Anyi LiElectrospray Ionization Mass Spectrometry in the Femto Regime: the Softness, Ionization Efficiency, and Individual Ions

Electrospray ionization (ESI) is an indispensable mass spectrometry method for solution phase analytes. However, ESI still has quite a few major limitations such as 1) non-uniform ionization efficiency that affects quantitative analysis; 2) harsh or extreme chemical environment caused by the evolution of the charged droplets; 3) higher (nanoamps) than needed (picoamps) ion currents leading to wasteful sample utilization leads and instrument contamination. The non-ideal ionization efficiency of ESI is not determined, and explained by existing chemical properties. In contrast, analyte charging in solution phase is predictable based on pH and pKa. New experimental and theoretical approaches are required to charging process in ESI, and to eventually overcome the limitations.

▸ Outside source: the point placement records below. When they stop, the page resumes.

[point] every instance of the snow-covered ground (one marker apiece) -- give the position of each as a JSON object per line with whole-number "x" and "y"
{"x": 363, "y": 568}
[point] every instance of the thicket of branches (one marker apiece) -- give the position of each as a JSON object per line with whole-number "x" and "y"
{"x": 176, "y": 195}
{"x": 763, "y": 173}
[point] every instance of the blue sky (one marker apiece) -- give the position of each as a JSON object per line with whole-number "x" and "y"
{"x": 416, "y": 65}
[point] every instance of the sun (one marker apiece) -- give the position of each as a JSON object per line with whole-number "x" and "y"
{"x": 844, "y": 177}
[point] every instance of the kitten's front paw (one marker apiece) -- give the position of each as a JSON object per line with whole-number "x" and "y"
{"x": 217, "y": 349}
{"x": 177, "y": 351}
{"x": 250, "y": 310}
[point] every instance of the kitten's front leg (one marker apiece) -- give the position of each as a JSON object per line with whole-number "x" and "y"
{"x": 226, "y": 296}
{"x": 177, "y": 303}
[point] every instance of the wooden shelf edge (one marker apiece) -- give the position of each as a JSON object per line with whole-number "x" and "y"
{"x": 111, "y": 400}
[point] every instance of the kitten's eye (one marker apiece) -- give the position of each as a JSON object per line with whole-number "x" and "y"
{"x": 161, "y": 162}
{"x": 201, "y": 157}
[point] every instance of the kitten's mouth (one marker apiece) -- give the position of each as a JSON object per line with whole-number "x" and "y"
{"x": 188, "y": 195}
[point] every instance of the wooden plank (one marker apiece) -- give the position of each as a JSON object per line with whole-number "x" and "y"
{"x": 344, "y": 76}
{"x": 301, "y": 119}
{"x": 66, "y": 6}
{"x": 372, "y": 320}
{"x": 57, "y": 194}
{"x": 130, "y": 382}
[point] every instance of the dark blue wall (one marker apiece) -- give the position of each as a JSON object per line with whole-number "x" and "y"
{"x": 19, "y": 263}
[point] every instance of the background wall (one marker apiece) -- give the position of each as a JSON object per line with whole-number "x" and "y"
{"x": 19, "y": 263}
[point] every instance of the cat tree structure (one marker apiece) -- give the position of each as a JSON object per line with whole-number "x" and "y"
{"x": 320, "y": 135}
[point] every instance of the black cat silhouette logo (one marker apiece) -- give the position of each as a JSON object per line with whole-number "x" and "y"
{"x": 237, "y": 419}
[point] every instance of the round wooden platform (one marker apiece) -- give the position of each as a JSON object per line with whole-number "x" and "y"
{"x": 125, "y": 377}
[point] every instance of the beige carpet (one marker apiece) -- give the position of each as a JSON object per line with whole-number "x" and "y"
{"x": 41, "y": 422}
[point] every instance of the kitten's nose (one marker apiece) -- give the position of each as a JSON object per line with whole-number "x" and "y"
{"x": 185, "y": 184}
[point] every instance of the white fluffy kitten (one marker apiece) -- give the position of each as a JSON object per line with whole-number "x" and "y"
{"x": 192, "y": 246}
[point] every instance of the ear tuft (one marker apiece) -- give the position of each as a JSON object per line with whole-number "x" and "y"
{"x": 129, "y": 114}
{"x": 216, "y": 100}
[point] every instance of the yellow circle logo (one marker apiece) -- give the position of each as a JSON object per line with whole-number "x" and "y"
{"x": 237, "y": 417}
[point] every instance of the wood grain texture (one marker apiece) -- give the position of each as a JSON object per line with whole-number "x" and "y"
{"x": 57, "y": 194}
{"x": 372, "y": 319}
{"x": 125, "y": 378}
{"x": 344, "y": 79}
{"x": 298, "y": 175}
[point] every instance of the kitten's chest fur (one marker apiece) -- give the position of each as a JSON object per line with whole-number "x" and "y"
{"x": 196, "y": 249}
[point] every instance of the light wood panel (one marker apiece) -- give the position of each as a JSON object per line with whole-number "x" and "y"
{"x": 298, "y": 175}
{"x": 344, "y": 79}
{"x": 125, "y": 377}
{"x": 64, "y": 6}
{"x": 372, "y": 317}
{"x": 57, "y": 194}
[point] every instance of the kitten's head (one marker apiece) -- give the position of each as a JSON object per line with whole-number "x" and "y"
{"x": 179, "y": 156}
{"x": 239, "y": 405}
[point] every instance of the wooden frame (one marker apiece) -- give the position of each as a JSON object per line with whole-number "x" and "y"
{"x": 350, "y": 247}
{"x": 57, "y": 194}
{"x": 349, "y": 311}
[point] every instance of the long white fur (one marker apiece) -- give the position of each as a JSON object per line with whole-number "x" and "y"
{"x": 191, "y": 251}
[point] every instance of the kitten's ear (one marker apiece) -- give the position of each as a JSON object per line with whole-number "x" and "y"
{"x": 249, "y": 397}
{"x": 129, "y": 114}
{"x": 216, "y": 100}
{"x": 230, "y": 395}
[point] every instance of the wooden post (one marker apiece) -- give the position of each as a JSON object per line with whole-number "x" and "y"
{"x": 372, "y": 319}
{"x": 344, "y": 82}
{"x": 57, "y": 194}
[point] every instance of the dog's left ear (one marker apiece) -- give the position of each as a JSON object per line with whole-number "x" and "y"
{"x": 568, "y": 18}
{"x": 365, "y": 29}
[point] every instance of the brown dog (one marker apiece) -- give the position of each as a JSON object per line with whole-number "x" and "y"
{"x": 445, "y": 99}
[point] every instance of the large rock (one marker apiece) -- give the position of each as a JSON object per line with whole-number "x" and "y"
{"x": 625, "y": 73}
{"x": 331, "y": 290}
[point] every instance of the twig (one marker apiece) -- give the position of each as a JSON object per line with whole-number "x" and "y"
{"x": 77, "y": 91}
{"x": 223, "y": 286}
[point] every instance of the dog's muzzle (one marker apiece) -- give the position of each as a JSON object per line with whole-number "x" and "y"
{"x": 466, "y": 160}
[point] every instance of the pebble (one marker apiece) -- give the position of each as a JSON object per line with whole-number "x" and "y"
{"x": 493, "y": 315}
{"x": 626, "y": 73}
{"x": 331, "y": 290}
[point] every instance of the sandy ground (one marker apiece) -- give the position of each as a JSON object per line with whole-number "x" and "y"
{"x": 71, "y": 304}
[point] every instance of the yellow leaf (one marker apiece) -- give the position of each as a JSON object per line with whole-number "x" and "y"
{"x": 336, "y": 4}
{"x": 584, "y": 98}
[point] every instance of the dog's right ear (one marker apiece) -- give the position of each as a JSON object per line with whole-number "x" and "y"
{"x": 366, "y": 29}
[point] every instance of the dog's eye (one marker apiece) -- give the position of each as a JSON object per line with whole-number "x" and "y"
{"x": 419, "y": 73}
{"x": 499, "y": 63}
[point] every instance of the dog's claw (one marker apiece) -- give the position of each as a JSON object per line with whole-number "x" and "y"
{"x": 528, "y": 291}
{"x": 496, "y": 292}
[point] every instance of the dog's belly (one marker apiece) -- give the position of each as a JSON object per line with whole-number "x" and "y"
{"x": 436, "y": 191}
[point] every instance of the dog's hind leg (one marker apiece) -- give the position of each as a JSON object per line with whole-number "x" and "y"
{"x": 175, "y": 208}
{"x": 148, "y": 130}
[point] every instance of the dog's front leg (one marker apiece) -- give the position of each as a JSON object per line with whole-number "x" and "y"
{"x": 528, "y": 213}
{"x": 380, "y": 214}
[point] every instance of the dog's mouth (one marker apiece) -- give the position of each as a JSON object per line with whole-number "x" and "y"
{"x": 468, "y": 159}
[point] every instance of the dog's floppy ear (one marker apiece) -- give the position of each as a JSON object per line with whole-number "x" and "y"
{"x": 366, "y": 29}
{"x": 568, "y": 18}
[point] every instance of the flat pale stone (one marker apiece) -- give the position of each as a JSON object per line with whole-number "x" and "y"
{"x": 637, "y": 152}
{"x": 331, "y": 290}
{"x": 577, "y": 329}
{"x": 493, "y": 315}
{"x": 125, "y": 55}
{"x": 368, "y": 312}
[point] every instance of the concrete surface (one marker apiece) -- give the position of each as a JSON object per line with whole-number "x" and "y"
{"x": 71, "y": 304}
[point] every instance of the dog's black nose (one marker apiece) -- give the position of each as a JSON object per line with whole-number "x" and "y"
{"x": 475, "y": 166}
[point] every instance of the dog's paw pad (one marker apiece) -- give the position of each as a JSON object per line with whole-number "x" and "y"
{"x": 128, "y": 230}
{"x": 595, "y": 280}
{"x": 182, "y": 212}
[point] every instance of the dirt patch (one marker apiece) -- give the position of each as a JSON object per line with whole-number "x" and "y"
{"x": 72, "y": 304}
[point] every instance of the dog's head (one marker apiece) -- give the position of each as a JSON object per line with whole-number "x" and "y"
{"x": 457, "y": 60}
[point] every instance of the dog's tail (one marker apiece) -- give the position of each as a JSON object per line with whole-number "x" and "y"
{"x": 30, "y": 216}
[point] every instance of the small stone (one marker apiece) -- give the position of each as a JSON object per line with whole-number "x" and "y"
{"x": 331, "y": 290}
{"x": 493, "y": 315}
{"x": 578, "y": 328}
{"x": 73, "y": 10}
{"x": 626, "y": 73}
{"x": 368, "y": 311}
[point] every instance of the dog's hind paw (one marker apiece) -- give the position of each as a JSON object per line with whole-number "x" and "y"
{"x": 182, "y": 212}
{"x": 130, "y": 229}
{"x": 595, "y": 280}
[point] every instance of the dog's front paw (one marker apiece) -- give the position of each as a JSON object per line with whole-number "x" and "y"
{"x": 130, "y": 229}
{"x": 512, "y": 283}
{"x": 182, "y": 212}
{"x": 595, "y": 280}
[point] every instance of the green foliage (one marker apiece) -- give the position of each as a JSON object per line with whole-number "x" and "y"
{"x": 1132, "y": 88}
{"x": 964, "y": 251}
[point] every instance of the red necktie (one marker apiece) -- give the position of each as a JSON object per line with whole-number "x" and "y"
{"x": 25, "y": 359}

Reducing the flow rate of ESI to produce smaller and more efficiently charged droplets is a known strategy to improve ESI performance. In the past few decades, microflow, nanoflow, and picoflow ESI have been developed with increasing sensitivity and specific niche in various applications. To reach theoretical optimum conditions, the Li group is developing methods to conduct ESI with femtoamp (fA) currents, femto flow (fL/min), and from localized nanoscale meniscus. This seminar discusses the new properties of ESI in these femto regimes. Hydrophilic analytes including glycans, glycopeptide, and intact proteins were ionized at enhanced efficiencies that surpass prior literature reports. New equations are developed to calculate the size of nanoscale initial charged droplets. The femto ESI regime also enabled the analysis of environmental contaminants, directly from nonpolar extraction solvent. Lastly, we demonstrate how femtoESI could facilitate individual ion mass spectrometry, to enable the ultra-soft analysis of fullerene derivatives, and to allow atomic efficient deposition of noble metal nanostructure.